The versatility Boggle provides makes it a perfect game for any classroom. To play, students have three minutes to construct words using adjacent letters in the 4×4 grid. The tray of 16 cubic dice is shaken and adjusted before each game, which leads to endless combinations and limitless fun. The mere practice of searching for and building words supports lexicon enrichment. According to research scientist and literacy expert Michael Graves, one of the four criteria necessary for a comprehensive vocabulary program is to foster word consciousness using word play activities that motivate and enhance learning.
Before you starting adding up the number of Boggle sets you will need to accommodate the growing number of students in your classroom, know that you can achieve success with just one set!
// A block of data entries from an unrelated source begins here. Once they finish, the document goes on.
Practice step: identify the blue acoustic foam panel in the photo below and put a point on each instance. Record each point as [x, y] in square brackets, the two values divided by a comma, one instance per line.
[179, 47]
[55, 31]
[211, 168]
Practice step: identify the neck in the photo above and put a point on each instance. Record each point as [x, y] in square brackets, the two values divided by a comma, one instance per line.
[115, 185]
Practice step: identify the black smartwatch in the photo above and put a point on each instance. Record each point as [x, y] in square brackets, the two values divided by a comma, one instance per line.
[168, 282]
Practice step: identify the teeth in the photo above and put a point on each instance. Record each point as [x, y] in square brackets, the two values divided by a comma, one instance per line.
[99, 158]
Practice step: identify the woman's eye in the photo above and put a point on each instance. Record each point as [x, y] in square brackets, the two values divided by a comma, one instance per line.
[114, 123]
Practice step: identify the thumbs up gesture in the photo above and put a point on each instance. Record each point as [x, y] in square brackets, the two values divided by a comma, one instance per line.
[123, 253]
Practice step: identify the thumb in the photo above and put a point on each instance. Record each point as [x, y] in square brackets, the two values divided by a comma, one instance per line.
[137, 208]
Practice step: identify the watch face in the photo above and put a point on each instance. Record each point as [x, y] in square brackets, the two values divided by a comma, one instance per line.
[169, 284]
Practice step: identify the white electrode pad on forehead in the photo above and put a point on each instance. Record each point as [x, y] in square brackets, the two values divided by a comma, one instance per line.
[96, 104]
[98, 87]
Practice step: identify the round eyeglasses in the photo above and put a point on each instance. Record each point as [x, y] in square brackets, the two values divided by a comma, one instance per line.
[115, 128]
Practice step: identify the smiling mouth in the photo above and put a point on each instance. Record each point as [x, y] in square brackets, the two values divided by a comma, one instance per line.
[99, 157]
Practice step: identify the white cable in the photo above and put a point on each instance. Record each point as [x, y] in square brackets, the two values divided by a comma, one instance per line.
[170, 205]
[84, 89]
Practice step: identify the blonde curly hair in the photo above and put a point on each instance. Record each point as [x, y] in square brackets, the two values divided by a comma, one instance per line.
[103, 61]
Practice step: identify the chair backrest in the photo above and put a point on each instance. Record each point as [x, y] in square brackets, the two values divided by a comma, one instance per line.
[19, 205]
There are two options that make whole-class play possible using only one purchase of the Boggle game: 1) Utilize your document camera to project the unique dice layout. 2) Copy the grid on the board for students to view. Depending on the unique needs and abilities of your students, game play can be done individually or cooperatively.
Bananagrams is perfect for the classroom because it doesn’t require a pencil, paper, or a game board . The only thing necessary for game play is the Bananagram letter tiles. In order to play, students draw a set number of tiles to use in creating their individual intersecting word grids. The first player to use all of their letter tiles wins. Because the game involves independent word creation and development, yet still includes a healthy dose of competition, Bananagrams is an appropriate and acceptable game for diverse classrooms.
The original game is available in 16 languages and is ideal for ages seven and older. My First Bananagrams uses lower case letters and digraphs, perfect for developing readers. And, to make a great thing even better, Bananagrams offers free game kits to eligible schools in the US and UK.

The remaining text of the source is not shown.